Yazıma İsmet Paşa’ nın bir sözüyle başlamak istiyorum.
İSMET İNÖNÜ, o sözü 5 Temmuz 1931’de TBMM’de söyledi. O sözün aslı şöyle: "Eğer bir memlekette erbabı namus, laakal eşşira kadar sabur olmazsa, o memleket behemahal batar.)” Yani, "Bir ülkede namuslu insanlar, en az namussuzlar kadar cesur olmazsa, o ülke mutlaka batar."
Diyor ve arkasından buna benzer bir söylemde Cumhurbaşkanı Recep Tayyip Erdoğan’dan geliyor,
‘‘Namuslu insanlar namussuzlar kadar şerefli olmadıkça cesur olmadıkça başarılı olamayız’’ diyor.
Başta siyasetçiler olmak üzere bazı bürokratlar, bazı devlet memurları usulsüzlük, mevzuata aykırı işlemler yaptıklarında bizlere ulaşan yani haber merkezimize ulaşan ihbarları değerlendirip kendilerine sorduğumuzda bir telefona çıkışları var sormayın.
Telefonda nezaketin dibine varan konuşmalar, istek arzu hatta ileriye gidip ‘’abim bir emrin var mı ?’’ diyenler bile çıkıyor. O kişilerin telefonlarını aradığında toplantıda dahi olsa telefonu açıp ‘’abi toplantıdayım ben seni arayayım’’ diyenler, toplantı sonrası hemen geriye dönüş yapanlar, ne ararsanız arayın hepsi var.
Bazı delikanlı sözünün eri yaptığı işlerin arkasında dimdik duran vefalı imanlı arkadaşları ayırıyorum.
İnsan karakterleri ayrı olabiliyor maalesef.
İnsanların lehine olan işleri yaptığınız zaman siz zaten kralsınız, hafif bir şekilde yapılan işleri eleştirdiğinizde sizin ne kadar kalleş adam olduğunuzu o an öğrenmiş oluyorsunuz. İşi bitesiye kadar eyvallah, iş bittikten sonra boş ver gitsin.
Hal mesele böyle olunca ne bir gram samimiyet ne de bir gram iyi niyet kalmadığı zaman insanlar birbirlerine olan güveni sorgular hale geliyorlar.
Memleketin içine düştüğü bütün sıkıntıların bence başrol oyuncusu insanların birbirlerine karşı samimiyet ve iletişiminin bozuk olmasından kaynaklanıyor.

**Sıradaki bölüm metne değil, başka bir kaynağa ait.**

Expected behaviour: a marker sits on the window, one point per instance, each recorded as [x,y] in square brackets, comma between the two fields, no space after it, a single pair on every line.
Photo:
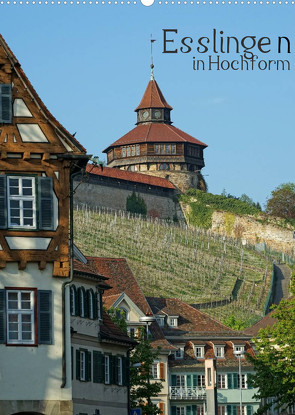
[219,351]
[199,351]
[19,202]
[24,322]
[221,381]
[201,381]
[119,371]
[154,371]
[107,369]
[83,365]
[5,104]
[179,353]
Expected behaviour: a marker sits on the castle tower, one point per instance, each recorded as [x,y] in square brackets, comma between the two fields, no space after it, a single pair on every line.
[156,147]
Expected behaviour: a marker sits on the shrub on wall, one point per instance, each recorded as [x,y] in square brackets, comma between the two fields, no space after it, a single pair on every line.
[136,204]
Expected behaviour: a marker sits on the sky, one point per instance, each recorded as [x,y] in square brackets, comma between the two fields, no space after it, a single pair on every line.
[90,64]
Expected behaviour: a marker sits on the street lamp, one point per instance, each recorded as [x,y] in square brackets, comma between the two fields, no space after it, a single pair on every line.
[239,354]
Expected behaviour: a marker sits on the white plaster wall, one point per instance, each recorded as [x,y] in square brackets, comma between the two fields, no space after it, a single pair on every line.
[35,373]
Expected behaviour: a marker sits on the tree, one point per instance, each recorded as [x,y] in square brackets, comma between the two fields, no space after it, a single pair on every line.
[282,201]
[274,363]
[136,204]
[142,385]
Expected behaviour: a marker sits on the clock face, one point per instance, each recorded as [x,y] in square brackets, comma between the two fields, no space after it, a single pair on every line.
[158,114]
[145,115]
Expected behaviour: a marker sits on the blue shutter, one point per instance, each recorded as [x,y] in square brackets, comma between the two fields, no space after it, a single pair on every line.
[5,104]
[45,203]
[2,317]
[44,317]
[3,202]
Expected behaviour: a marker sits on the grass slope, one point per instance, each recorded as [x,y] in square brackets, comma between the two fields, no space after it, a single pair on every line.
[176,261]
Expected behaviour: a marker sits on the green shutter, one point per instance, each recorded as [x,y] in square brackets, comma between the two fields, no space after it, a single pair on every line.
[44,317]
[3,202]
[249,409]
[236,380]
[173,381]
[2,317]
[98,367]
[78,364]
[229,381]
[46,213]
[5,104]
[125,370]
[88,366]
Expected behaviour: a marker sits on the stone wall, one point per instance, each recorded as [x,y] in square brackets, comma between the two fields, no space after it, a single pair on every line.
[254,231]
[161,205]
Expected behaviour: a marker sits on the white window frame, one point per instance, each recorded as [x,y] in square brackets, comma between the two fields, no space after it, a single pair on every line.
[21,199]
[222,381]
[107,369]
[179,353]
[199,352]
[82,369]
[20,312]
[120,370]
[219,351]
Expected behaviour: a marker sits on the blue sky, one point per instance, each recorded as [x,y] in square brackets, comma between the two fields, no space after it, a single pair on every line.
[90,66]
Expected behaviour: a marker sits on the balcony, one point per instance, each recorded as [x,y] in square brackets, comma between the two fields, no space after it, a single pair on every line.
[189,393]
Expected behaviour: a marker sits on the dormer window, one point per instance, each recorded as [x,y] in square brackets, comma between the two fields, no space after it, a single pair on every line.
[199,352]
[219,351]
[172,321]
[5,104]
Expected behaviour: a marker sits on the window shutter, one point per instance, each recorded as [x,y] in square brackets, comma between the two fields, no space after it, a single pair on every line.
[45,203]
[88,366]
[98,367]
[229,382]
[78,364]
[44,317]
[173,380]
[249,410]
[162,408]
[162,370]
[3,202]
[5,104]
[2,317]
[236,380]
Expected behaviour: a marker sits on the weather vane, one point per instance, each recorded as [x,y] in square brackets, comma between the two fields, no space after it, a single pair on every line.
[152,62]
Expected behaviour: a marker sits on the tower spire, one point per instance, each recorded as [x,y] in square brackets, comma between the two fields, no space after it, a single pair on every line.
[152,61]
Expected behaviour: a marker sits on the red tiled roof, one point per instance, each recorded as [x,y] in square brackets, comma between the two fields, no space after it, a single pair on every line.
[38,99]
[155,133]
[153,97]
[129,176]
[190,319]
[110,331]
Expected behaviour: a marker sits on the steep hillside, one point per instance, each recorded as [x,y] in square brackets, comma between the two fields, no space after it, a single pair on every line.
[177,261]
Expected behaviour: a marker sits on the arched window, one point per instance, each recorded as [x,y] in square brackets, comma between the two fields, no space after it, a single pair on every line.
[91,304]
[82,301]
[73,300]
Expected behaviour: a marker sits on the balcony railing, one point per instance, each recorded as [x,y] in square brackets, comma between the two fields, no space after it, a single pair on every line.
[181,392]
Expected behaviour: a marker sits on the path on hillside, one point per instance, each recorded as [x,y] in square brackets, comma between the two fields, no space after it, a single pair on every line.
[283,276]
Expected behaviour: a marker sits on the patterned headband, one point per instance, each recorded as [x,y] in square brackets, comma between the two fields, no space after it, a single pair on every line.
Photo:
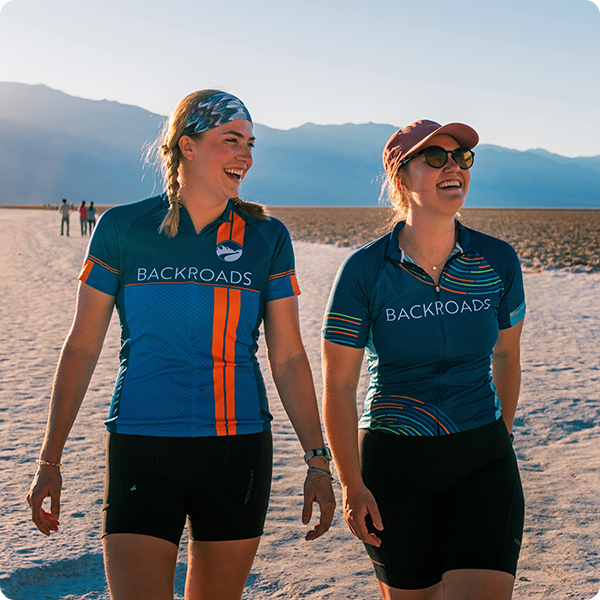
[214,111]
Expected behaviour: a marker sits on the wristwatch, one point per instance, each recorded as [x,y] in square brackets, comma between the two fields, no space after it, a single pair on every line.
[324,452]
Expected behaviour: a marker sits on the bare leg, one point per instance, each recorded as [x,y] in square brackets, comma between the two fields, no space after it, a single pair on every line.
[432,593]
[477,584]
[219,570]
[139,567]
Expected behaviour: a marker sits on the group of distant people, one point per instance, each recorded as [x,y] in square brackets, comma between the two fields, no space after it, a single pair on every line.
[428,472]
[87,217]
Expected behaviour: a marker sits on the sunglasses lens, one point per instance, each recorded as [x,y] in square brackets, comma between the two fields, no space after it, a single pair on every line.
[435,156]
[464,158]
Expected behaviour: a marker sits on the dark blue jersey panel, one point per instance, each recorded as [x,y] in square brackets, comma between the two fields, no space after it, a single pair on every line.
[428,346]
[190,309]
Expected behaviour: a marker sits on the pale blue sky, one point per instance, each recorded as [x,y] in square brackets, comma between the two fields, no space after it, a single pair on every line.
[524,73]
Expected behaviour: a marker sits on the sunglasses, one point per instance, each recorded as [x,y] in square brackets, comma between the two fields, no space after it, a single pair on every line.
[437,157]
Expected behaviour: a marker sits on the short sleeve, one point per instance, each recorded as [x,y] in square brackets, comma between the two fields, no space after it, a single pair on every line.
[101,266]
[346,319]
[282,273]
[511,308]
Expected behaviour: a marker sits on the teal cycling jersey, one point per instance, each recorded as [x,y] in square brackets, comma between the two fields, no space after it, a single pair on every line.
[428,347]
[190,309]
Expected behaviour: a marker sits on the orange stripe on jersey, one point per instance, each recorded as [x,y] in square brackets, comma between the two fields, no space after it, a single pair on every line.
[233,317]
[237,229]
[219,323]
[86,270]
[224,232]
[295,285]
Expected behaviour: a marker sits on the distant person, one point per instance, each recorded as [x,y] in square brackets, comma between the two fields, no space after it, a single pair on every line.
[65,211]
[91,217]
[189,425]
[83,218]
[429,475]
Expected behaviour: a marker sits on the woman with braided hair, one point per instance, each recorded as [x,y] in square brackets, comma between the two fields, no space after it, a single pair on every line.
[193,273]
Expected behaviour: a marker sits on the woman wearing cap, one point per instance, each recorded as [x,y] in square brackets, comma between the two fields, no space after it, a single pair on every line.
[430,483]
[192,272]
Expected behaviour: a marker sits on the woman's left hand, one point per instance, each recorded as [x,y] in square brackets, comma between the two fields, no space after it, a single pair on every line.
[318,488]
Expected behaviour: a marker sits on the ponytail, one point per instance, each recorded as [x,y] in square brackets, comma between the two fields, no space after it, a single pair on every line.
[170,223]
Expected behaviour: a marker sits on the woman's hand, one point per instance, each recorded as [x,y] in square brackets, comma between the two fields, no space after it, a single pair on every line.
[46,484]
[358,503]
[318,488]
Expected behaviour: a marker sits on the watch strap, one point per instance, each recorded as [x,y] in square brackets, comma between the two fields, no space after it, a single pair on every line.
[324,452]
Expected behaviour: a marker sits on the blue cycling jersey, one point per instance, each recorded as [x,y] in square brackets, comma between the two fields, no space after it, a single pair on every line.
[190,308]
[428,346]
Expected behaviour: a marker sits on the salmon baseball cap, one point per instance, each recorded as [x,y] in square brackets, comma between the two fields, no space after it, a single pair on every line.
[413,137]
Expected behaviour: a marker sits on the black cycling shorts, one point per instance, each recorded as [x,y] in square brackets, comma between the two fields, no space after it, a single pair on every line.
[221,484]
[449,502]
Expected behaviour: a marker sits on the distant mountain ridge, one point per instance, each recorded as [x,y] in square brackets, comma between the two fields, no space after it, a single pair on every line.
[53,145]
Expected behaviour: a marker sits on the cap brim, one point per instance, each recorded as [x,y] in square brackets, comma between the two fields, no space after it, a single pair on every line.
[465,136]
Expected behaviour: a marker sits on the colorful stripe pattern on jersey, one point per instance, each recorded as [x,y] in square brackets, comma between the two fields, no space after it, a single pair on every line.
[190,308]
[428,346]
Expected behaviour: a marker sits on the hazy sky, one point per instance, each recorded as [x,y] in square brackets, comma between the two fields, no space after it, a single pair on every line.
[524,73]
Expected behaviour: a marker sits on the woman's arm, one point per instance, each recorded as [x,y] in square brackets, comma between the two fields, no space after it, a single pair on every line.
[506,371]
[293,378]
[341,370]
[75,367]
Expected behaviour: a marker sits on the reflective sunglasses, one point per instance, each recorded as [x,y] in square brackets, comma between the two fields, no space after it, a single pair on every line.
[437,157]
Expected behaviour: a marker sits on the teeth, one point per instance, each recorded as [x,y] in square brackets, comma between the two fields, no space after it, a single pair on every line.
[445,184]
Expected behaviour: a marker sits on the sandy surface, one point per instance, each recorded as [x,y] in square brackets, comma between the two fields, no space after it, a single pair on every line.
[557,436]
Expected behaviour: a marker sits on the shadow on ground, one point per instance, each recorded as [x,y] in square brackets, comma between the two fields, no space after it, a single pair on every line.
[77,579]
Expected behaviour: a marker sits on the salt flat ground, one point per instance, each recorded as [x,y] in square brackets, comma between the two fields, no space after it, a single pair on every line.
[557,436]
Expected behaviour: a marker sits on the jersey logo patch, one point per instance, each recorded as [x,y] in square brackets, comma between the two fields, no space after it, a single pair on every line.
[229,251]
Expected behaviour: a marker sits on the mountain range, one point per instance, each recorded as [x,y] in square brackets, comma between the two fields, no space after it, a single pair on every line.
[55,146]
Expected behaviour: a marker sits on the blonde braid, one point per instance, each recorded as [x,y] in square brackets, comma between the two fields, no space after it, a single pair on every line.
[170,223]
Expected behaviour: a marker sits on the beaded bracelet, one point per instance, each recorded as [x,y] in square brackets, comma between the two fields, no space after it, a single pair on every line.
[316,471]
[46,463]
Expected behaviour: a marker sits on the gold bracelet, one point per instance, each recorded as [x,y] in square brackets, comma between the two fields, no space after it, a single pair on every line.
[45,463]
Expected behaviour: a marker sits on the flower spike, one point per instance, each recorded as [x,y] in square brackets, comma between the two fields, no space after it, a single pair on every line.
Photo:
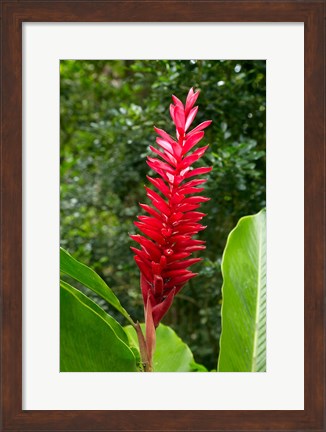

Çünkü samimiyet ve iyi niyet ortadan kalktığı zaman şeytani düşünceler, kumpas planları, alt etme çabaları, her türlü kötü niyet senaryoları ortaya çıkıyor.
Hele hele göz göre göre sizin gazetecilik yaptığınız kapsama alanı içinde kalan bir kurumda çıkar amaçlı suç örgütü gibi çalışan olağan üstü bir grubun sizin sevdiğiniz ve güvendiğiniz insanlara görevlerinden ayrılmak dâhil büyük sıkıntılara sokacak kumpas dâhil her türlü oyunu kurmaya hazırlanan gruba tek başınıza kimseden destek almadan mücadele hatta savaşabiliyorsanız sevdiğiniz insanları o kumpastan haberdar edip onların bu oyuna gelmemelerini sağlıyorsanız, onları uçurumun kenarından alıyorsanız ben size adamın dibi bir diğer cümleyle dost canlısı der size canımı dahi emanet edebilirim.
Oysaki bunca koruyup kolladığınız insan sizin telefonlarınıza dahi çıkmıyor, sizinle konuşmaya dahi tenezzül etmiyor, geçmişteki yaşanan sıkıntıları çok çabuk unutuyorsa demek ki oturup kendi kendimizi sorgulama zamanı geldi demektir. Yazım ‘’ şimdilik bu kadar ! ’’
Ancak bitirmeden önce sözlerime nokta koymadan 1870 yılında Ziya Paşa’nın kaleme aldığı bir yazıda geçen o sözleri hatırlatmak istiyorum.
‘’Nush ile yola gelmeyeni etmeli tekdir, Tekdir ile uslanmayanın hakkı kötektir’’
Yeni yılda hep beraber bakalım neler olacak?
Sizi kalbinizin sahibine emanet ediyorum.